The dict-vs-dict shape (rather than a typed pydantic model) is deliberate so this helper works regardless of whether the caller has a VllmEngineParameters instance or just raw vLLM kwargs.

Source code in src/nemo_safe_synthesizer/generation/vllm_observability.py

def flag_engagement_mismatches(
    intended: dict[str, Any],
    actual: dict[str, Any],
    checked_fields: tuple[str, ...] = ENGINE_CONFIG_CHECKED_FIELDS,
) -> list[str]:
    """Return human-readable mismatch descriptions; empty list means clean engagement.

    Only checks fields the caller explicitly set in ``intended`` (i.e.,
    fields whose value is not ``None``); a ``None`` on the intended side
    means "use engine default" so there's no reference value to compare
    against. Fields missing from ``actual`` are skipped — the probe is
    best-effort and may not expose every flag.
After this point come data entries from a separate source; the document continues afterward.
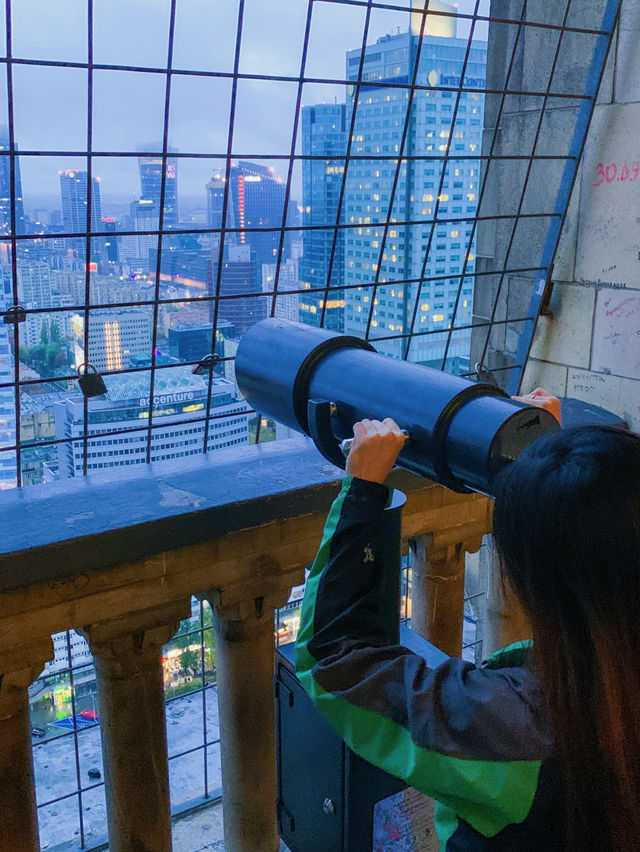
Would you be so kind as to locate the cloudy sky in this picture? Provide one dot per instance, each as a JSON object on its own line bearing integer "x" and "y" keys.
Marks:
{"x": 50, "y": 104}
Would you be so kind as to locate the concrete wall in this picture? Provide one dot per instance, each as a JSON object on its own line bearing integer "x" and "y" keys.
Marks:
{"x": 589, "y": 345}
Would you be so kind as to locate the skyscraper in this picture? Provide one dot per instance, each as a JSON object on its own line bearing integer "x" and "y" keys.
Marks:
{"x": 5, "y": 189}
{"x": 151, "y": 184}
{"x": 114, "y": 336}
{"x": 74, "y": 193}
{"x": 323, "y": 133}
{"x": 256, "y": 200}
{"x": 238, "y": 280}
{"x": 378, "y": 130}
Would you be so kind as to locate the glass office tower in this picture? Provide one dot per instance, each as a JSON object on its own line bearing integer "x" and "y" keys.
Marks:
{"x": 407, "y": 259}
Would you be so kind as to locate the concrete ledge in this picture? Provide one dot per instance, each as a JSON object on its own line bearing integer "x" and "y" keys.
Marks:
{"x": 55, "y": 531}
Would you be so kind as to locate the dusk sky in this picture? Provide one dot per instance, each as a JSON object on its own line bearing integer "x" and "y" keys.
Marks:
{"x": 50, "y": 103}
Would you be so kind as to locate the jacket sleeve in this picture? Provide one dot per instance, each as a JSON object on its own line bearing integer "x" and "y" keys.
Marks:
{"x": 471, "y": 738}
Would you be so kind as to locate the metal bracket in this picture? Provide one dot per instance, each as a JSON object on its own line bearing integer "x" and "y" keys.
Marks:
{"x": 319, "y": 414}
{"x": 14, "y": 314}
{"x": 206, "y": 365}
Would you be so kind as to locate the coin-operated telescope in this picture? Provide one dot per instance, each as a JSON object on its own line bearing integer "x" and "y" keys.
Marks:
{"x": 461, "y": 433}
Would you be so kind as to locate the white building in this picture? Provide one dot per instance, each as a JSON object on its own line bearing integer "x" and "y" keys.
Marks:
{"x": 179, "y": 396}
{"x": 286, "y": 305}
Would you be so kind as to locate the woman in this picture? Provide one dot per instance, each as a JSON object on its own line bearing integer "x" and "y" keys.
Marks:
{"x": 539, "y": 749}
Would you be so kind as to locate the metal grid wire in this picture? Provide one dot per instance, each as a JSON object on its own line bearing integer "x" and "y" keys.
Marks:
{"x": 78, "y": 811}
{"x": 403, "y": 156}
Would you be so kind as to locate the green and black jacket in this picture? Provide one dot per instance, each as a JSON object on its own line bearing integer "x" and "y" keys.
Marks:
{"x": 476, "y": 739}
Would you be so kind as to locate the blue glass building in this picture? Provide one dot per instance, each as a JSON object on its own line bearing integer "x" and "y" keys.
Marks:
{"x": 413, "y": 254}
{"x": 323, "y": 134}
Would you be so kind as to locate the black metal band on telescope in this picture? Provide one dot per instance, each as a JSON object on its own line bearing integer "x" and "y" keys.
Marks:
{"x": 300, "y": 391}
{"x": 441, "y": 429}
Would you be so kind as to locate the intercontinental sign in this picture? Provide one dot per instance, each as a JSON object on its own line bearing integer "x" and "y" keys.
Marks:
{"x": 435, "y": 78}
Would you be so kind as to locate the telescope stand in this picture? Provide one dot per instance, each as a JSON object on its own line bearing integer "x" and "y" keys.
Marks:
{"x": 329, "y": 799}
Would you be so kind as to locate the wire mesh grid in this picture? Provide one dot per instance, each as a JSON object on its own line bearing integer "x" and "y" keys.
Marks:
{"x": 66, "y": 738}
{"x": 349, "y": 188}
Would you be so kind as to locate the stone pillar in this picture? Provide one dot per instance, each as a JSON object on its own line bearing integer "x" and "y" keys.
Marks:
{"x": 18, "y": 812}
{"x": 437, "y": 591}
{"x": 127, "y": 655}
{"x": 505, "y": 621}
{"x": 245, "y": 669}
    The dict-vs-dict shape (rather than a typed pydantic model) is
    deliberate so this helper works regardless of whether the caller
    has a ``VllmEngineParameters`` instance or just raw vLLM kwargs.
    """
    mismatches: list[str] = []
    for field in checked_fields:
        intended_val = intended.get(field)
        if intended_val is None:
            continue
        actual_val = actual.get(field)
        if actual_val is None:
            continue
        if intended_val != actual_val:
            mismatches.append(f"{field}: intended={intended_val!r} actual={actual_val!r}")
    return mismatches

`read_vllm_runtime_metrics(llm)` ¶

Snapshot llm.get_metrics() for known metrics; degraded-mode on failure.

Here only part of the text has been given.